By now the drumming was loud enough to warn of a band of horsemen galloping along the track running parallel with the beach and about a hundred yards inshore. Galloping horsemen on a night like this could mean only one thing; a party come to arrest him. But there was no breeze so it was pointless to cut the Griffin’s lines and hope to drift clear.
Yorke saw Aurelia safely down the companionway and turned to find Saxby hurrying towards him holding two muskets and a pistol in his arms and a couple of bandoliers, each strung with a dozen Apostles, round his neck.
“Musket or pistol, sir?” he asked cheerfully.
“Pistol.”
Saxby put down the two muskets and handed Yorke the pistol. “There’s the spanning key – and,” he grunted, removing a bandolier and passing it over, “the Apostles loaded with pistol ball and the right measure of powder. And,” he added, groping in a capacious pocket, “a flask of priming powder.”
They could hear individual horses now and the snorting of animals and men that had galloped their fastest for several miles.
“What do we do now, sir?” Saxby asked. “I didn’t think they’d be here until long after dawn.”
“Wilson must have escaped and raised the alarm. How many horses?”
Saxby listened. “A dozen?”
“That’s what I estimated. They’ll want me. You stay on board and say you don’t know where I am. Let them search the ship. Don’t let them touch Mrs Wilson or the Bullocks. I want half a dozen men with muskets and cutlasses to come with me. Call for volunteers.”
“Where are you going, sir?”
“Not far: just an insurance.”
Saxby called for six men “To go with Mr Edward” and it seemed as if every man present gave an excited yell.
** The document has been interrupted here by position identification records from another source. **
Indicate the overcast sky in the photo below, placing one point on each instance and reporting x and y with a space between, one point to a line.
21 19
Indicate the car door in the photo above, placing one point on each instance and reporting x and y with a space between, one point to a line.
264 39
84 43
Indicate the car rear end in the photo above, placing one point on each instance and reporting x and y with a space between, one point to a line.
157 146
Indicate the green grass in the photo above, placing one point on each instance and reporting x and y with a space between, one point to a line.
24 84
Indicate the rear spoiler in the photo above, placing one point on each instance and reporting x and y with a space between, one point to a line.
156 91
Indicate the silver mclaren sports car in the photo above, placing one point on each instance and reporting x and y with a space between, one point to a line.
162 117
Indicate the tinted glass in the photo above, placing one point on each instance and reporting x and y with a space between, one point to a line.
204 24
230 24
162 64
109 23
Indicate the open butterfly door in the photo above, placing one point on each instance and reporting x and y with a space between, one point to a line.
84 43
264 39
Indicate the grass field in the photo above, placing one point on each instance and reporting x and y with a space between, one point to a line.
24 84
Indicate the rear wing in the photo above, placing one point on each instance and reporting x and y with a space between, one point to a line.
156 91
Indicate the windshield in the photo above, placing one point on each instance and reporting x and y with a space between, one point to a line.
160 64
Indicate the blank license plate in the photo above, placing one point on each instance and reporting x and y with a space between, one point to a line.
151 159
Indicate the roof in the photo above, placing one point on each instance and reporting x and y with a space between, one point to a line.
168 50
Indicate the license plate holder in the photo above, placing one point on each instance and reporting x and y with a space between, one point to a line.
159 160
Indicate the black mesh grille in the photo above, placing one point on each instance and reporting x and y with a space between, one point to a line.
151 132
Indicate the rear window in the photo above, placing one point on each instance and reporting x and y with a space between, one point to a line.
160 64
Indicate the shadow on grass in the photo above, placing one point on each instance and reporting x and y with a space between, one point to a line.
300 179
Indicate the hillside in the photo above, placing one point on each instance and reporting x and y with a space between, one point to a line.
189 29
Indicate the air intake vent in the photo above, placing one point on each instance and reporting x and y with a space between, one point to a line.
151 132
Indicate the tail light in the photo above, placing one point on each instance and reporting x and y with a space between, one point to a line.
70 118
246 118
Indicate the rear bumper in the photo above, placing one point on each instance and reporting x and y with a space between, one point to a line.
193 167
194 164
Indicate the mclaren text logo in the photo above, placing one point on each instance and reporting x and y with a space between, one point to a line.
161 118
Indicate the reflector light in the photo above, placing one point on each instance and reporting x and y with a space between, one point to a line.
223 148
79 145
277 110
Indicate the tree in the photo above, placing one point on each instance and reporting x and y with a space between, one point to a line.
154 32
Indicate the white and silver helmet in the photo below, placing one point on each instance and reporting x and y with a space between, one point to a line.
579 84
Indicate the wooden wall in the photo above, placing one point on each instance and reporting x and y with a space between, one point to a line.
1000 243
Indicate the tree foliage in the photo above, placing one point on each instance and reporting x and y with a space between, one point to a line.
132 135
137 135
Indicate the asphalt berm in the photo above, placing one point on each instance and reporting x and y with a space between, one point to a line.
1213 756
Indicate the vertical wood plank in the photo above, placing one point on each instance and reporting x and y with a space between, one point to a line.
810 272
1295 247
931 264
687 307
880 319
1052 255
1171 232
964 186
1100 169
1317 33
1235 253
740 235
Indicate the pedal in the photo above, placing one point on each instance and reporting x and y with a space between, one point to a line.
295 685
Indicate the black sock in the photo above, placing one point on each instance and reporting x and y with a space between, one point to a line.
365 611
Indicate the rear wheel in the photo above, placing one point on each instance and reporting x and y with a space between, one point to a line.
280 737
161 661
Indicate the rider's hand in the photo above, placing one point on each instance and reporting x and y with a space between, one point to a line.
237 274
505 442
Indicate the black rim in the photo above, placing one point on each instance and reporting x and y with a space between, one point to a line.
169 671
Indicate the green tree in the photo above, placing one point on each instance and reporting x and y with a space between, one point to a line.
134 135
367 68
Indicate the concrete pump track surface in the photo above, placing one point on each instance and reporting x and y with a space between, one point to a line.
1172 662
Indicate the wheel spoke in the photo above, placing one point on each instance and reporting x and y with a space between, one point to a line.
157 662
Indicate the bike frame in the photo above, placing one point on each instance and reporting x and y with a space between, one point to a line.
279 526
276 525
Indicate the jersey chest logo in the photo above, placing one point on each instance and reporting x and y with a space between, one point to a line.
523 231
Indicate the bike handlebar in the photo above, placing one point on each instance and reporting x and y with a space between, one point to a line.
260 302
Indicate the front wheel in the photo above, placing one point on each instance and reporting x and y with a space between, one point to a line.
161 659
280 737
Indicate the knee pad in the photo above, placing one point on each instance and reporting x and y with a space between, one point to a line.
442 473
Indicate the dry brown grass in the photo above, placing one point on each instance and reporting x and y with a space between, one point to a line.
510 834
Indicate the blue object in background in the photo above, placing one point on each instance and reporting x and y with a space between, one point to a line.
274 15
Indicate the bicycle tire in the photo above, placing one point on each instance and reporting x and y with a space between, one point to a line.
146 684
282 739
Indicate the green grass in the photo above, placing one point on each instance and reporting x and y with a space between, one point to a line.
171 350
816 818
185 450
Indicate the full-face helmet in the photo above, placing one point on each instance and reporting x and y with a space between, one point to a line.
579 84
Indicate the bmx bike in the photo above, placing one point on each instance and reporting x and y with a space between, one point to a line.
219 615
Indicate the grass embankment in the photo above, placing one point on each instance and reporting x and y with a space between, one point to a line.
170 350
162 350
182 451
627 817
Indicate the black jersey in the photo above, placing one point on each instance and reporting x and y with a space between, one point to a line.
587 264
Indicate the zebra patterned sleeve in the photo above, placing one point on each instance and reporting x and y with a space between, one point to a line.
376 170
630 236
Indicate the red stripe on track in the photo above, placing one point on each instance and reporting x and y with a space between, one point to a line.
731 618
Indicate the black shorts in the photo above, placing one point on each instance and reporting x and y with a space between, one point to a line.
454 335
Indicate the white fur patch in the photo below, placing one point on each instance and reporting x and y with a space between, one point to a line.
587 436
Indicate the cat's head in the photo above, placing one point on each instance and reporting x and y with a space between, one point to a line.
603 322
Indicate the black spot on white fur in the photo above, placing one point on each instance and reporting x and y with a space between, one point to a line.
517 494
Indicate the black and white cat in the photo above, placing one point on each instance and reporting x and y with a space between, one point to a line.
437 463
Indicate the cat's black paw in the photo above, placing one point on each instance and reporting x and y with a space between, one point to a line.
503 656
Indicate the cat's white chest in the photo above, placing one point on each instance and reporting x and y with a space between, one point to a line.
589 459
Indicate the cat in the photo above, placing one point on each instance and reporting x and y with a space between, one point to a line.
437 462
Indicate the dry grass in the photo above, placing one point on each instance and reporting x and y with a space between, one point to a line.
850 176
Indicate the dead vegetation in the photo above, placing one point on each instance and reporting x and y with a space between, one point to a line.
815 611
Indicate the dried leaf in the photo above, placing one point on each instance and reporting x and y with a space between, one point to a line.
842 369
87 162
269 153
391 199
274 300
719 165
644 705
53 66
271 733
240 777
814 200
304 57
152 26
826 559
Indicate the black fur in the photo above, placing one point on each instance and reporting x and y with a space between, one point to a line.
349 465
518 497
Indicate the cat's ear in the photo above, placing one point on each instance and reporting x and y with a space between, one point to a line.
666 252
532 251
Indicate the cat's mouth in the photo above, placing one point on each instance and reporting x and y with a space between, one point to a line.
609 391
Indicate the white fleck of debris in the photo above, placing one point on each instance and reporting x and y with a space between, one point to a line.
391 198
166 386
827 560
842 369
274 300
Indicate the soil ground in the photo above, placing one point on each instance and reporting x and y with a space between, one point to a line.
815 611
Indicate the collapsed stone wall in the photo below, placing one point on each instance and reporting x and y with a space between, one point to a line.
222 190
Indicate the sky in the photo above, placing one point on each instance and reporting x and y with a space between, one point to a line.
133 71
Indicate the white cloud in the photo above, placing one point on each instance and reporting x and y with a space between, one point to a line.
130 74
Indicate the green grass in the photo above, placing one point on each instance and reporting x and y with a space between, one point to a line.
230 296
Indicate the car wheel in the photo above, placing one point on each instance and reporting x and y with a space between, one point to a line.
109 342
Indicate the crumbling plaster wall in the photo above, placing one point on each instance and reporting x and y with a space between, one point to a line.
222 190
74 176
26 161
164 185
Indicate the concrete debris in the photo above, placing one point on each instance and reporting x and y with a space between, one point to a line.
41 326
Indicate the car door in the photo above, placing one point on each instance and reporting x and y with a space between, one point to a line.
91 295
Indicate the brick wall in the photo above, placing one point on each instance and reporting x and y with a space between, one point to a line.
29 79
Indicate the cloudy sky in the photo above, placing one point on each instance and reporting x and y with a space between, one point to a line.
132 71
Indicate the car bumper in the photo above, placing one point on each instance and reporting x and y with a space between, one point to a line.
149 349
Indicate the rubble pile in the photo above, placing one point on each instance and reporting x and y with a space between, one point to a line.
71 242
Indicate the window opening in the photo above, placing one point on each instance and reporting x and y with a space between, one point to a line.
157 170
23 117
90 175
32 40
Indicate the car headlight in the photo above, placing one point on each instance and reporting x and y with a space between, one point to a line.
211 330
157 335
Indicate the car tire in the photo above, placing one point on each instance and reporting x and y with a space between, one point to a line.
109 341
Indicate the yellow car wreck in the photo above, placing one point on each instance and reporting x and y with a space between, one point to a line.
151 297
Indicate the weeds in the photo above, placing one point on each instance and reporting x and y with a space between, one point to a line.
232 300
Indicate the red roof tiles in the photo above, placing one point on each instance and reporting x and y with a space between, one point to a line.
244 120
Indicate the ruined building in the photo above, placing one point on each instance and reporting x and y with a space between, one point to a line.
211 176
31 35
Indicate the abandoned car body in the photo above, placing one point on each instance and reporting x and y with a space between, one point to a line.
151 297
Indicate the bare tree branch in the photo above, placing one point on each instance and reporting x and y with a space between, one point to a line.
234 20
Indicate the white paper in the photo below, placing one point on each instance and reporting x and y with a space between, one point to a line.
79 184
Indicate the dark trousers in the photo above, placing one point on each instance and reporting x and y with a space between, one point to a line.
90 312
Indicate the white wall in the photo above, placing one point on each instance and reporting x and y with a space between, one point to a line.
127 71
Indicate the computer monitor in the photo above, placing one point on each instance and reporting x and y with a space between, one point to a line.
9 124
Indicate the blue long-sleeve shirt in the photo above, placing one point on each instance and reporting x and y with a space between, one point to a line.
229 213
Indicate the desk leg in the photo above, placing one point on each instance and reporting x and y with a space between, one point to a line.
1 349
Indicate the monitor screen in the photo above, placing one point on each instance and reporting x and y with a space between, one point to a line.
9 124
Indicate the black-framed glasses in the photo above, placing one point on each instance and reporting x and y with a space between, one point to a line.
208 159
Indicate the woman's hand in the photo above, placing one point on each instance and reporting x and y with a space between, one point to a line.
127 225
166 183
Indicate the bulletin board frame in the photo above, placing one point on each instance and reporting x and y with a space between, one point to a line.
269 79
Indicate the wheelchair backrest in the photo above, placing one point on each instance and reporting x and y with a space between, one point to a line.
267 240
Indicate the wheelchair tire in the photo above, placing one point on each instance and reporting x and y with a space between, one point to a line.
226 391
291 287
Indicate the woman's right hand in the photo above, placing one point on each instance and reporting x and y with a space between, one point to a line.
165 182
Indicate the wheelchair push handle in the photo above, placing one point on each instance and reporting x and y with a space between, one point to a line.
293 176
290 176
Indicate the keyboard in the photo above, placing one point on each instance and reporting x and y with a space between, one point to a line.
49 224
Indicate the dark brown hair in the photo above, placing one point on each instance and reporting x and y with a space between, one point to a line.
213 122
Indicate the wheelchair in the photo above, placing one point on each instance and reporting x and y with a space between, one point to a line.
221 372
Saxby took the six nearest who had muskets and sent them scrambling after Yorke as he hurried towards the landward end of the wooden jetty. The moment he reached the shore he turned to the right, jumping down on to the sandy beach and heading for a stand of palms thirty yards away and close to the track along which the horses were approaching.
Once hidden in the shadow of the palm trees Yorke stopped and looked back at the Griffin. She looked smaller than usual, a model on a silver tray, a random breeze pewtering the surface of the sea for a couple of moments and reflecting the moonlight. Her single mast looked too slender for its task; the rigging reminded him of strands of fishing net caught on a post.
The drumming was loud now. “Load your muskets,” he said to the six men. “And don’t drop your spanning keys!”
He reached down to the bandolier slung diagonally across his shoulder. Twelve small wooden cylinders, looking like peg dolls, hung down from it at intervals. He took the lowest of the cylinders, one of the Apostles, and pulled so that the lower part came away from the upper, which was secured to the bandolier by a strong cord. The lower section contained exactly the right measure of powder for charging the pistol and was slightly narrower than the bore of the barrel. Quickly he tilted it so the powder dropped into the pistol. He took a small wad of flannel and with the pistol’s rammer pushed it down on top of the powder, giving it a sharp tap. Then he took a shot from his pocket, put down the barrel and tapped it home with the rammer, added a wad and then slid the rammer back into its holder under the barrel.
Holding the pistol in his left hand he flicked back the pancover to reveal the priming pan, and using the small flask filled the pan with priming powder, the flask having a small lever fitted into the pourer which released only the correct measure.
After shutting the pancover, he tucked the flask back into his pocket. Priming powder, much finer than the ordinary powder which would propel the shot, was harder to get; anyone with a keg of good priming powder kept it in a safe place.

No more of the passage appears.